Pejuang Dialisis: Tika Andriani
Usia: 28 tahun
Dialisis sejak: September 2009
Lama dialisis: 7 tahun

Bagi para penderita gagal ginjal stadium akhir (CKD stage V), pengobatan dengan dialisis adalah suatu keharusan. Dialisis adalah metode untuk menyaring limbah dari darah yang menggantikan fungsi ginjal yang tidak berfungsi sebagaimana mestinya. Selain hemodialisis, terapi penganti ginjal lainnya adalah dengan CAPD (Continous Ambulatory Peritoneal Dialysis).

Cara ini yang telah dipilih Tika Andriani sejak 7 tahun yang lalu, dimana Tika telah divonis mengalami gagal ginjal pada usia yang sangat muda. “Aku divonis gagal ginjal pada usia 21 tahun.
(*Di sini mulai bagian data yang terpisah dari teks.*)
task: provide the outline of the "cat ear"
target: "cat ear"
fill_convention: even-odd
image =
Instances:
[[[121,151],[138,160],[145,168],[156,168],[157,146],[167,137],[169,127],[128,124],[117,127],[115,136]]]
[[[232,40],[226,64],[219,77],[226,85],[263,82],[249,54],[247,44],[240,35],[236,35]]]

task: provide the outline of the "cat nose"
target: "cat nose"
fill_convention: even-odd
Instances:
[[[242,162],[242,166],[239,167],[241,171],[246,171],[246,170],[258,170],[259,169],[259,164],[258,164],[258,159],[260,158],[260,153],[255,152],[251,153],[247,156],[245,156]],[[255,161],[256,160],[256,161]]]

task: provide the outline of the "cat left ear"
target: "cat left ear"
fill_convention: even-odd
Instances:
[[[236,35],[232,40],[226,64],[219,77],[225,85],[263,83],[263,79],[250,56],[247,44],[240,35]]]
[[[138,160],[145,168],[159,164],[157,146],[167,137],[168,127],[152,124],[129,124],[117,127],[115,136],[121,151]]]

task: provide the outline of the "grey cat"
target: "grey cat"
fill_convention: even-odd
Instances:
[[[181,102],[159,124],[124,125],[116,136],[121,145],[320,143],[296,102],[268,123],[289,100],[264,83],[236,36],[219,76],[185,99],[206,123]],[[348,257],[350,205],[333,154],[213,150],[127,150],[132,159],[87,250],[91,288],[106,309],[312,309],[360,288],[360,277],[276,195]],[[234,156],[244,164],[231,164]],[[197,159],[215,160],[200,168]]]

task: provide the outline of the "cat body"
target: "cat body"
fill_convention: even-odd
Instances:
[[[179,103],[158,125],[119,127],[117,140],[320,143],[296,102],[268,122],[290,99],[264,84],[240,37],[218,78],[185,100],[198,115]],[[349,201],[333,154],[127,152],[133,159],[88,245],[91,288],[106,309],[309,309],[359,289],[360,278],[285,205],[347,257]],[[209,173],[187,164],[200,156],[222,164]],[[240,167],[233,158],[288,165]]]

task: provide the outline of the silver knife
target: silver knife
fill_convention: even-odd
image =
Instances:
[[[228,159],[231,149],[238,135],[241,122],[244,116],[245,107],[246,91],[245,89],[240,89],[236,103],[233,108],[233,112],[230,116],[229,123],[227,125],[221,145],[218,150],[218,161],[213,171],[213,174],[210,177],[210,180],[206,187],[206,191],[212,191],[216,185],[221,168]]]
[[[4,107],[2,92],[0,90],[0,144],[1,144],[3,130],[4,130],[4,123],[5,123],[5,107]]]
Sejak usia 13 tahun, aku sudah mengalami sindrom nefrotik pada ginjal”. Kata wanita yang berprofesi sebagai PNS di UPT dinas kesehatan Provinsi Jateng tersebut.

Sejak mengalami gangguan ginjal pada usia 13 tahun, kata Tika, seluruh badannya terjadi pembengkakan dan mudah lelah. “Saat itu aku merasa down, kok masih kecil udah kayak gini sakitnya. Aku minder sama teman-teman seusia ku. Aku juga sering ijin tidak masuk sekolah hanya untuk kontrol dan cek darah ke Rumah Sakit. Hampir 3 bulan tidak masuk sekolah, waktu itu kelas 3 SMP. Aku hampir tidak lulus, pada akhirnya sekolah mengijinkan aku untuk melaksanakan ujian di rumah”. Ujarnya.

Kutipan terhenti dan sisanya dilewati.